Why has it felt so difficult to talk about my queerness?


There are the obvious reasons, of course. The explicit, systemic message is loud and clear: it is not safe or acceptable to be queer. We are constantly marinating in homophobia and transphobia, and it congeals around our individual and collective bodies into a sticky, corrosive shame. And I feel this insidious shame wrap itself around me, even as I type. This shame and I - we know each other well. We've become familiar with each other, with this game of push and pull.


And, also: I simply haven't the words to encapsulate my queerness. I use the word "queer" precisely because it is invokes a nebulous, imprecise blob. This feels accurate to my experience. And I still think bell hooks defined queerness best "as being about the self that is at odds with everything around it and that has to invent and create and find a place to speak and to thrive and to live.”


I'm going to try to find my own words, anyway.



One of my mentors shared that they feel like their queerness re-parented them. I think I know what they mean. My queerness at once feels like an enormous, bright, scalding sun - a center around which I orient my life, and an ethereal, soothing moon that guides my internal compass and rhythms. I am challenged by my queerness, pushed to my edges, forced to reckon with the world. And I am nurtured by my queerness, held in a fabric of belonging, accompanied in my challenges.


For me, queerness extends beyond my gender and sexuality. I used to think that the confusing blob of my queerness would eventually take shape within me, that I would gain clarity and find the words that suited me, once I "got over" my shame and fear and "found myself". Instead, I've come to understand that my queerness is not necessarily an identity that requires more specificity, it's a continual practice of and orientation towards questioning and querying, embodying the trickster, longing for the liminal.

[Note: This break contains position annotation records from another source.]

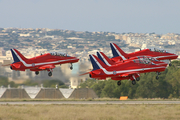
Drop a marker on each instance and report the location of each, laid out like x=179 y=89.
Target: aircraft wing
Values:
x=44 y=67
x=128 y=73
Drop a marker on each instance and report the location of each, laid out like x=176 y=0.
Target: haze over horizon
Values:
x=137 y=16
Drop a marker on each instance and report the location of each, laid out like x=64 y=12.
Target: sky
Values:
x=119 y=16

Queerness reminds me that nothing is fixed, everything is fluid and relational. Seemingly solid foundations will crumble, identities shift like desert sands, the arrival at an answer always begs more questions. Queerness helps me to hold the paradoxes: we are suffering, in search of a salve and seeking "wellness" is senseless in sick times. Queerness suggests that there is pain in pleasure and the pleasure in pain. Queerness prompts me to ask what else is here? when it all feels hopeless. Queerness steers me towards relationship with the sensual: taste the too-tart igloo of a raspberry, notice the seeds of humor in the harshest of soil, feel the pangs of discomfort that remind you that you have a body, listen for the birdsong on a city street. Do all this, not because it is comfortable or easy, but because it is life.


Queerness is the viral network through which we wreak havoc on the immune system of oppressive systems. Queerness is a threat to these systems. We know this, because fear of queerness is on display in our streets and our policies. This fear is a clear statement to all who read between the lines:

The revolution is here, and the revolution is fucking queer!